I'm using the same query for both schemas with the same data and had expected that the new table using BTREE performs at least as good/bad as the query for the old schema. Though, things are slower and I can't see why e.g. no parallel workers are used at all. Additionally, the BRIN-index seems to be ignored entirely, even though other people use it for time based data, with rows having ordered IDs and stuff like that as well.
I would like to have BTREE-performance like with the old schema, but at best somewhat similar performance only using BRIN to consume less space.
Any idea what I'm doing wrong where? Thanks!
Best Answer
This looks like a time series database, with one huge table "datagram" that contains measurements with date "captured_at", source sensor "meter", value, and other info.
In this scenario, a common query is "where sensors in (list of sensors) and date between start_date and end_date" or "where sensors in (list of sensors) order by date desc limit something"
So the first thing is data locality. If rows are inserted into the table as they come, the order of rows on disk will probably be quite close to "order by date". This means each page contains rows from lots of different meters, so if you want to filter by a specific meter_id, whether an indexscan or a bitmapscan is used postgres will have to read tons of pages just to get a few rows out of each, which will slaughter your IO and your buffer cache. Please re-run the query with EXPLAIN(ANALYZE,BUFFERS) and you'll probably get some very high number of IOs.
It would be much more practical if the table was ordered by (meter_id,date) so when pg wants rows for one meter_id, and grabs a page, lots of rows with the same meter_id are already there, so it doesn't need any extra IO. This will also supercharge your bitmap index scans, since there will be much less bits set to "1" in the bitmap if the rows you need are concentrated into few pages, rather than being thinly spread all over the table.
So you are going to have to do something like CREATE TABLE ... AS SELECT * FROM oldtable ORDER BY (meter_id,date), or redo your import, but add an ORDER BY clause. While you do this, please set work_mem (or maintenance_work_mem, I don't remember which one is used in this command) to a pretty high value like 25% of your available RAM minus shared_buffers, to make sure the sort has some room to work in. This is gonna take a while. It would be better to put the temporary files on a SSD.
Then, rebuild indexes, and check your query again, compare IO numbers from EXPLAIN(ANALYZE,BUFFERS) and you should get a much lower number of heap reads.
Now the other thing is you really want an index on (meter_id,date) or (date,meter_id), so it can satisfy both WHERE or JOIN conditions. Currently it only uses the index on date, and has to check all the rows for meter_id, which is slow. If you order your table by (meter_id,date) then an index on (meter_id,date) would be the best choice. Your JOIN should now use this index, and it should be a lot faster.
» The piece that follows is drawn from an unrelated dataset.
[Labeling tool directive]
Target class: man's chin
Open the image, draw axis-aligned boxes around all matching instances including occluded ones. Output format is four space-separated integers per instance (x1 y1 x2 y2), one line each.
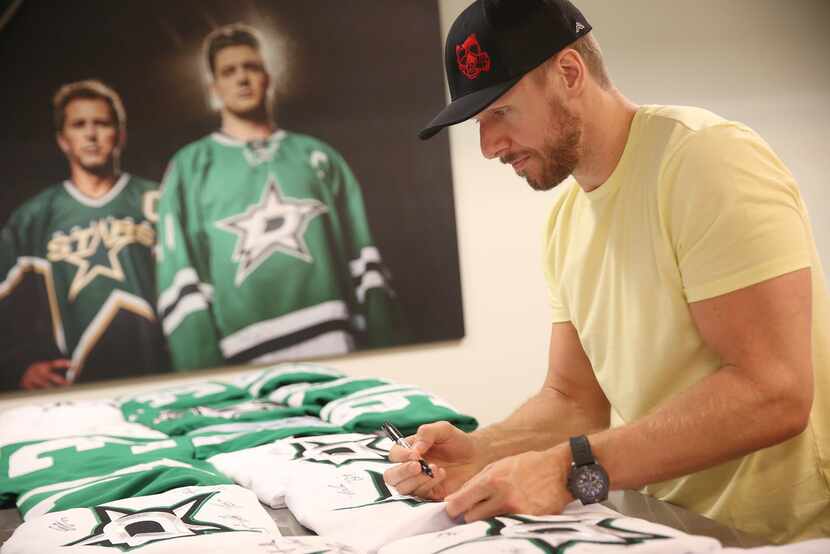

However, new data will be inserted in date order again, and you really don't want to reorder the whole table too often. So you should partition the table by date, have all old partitions ordered and pretty much read-only, and aim to keep the last partition in cache constantly. When the most recent partition grows larger than about half your shared_buffers, you order its contents with a CLUSTER command, shelve it, and create a new partition for new incoming rows. There are other ways to do this, with less locking, but you get the idea.
Speaking about that, your EXPLAIN says:
I guess work_mem must be set to a really low value for it to use a slow merge disk sort on such a tiny sort. You can set work_mem a bit higher so it uses a quicksort instead. That should speed up the sort.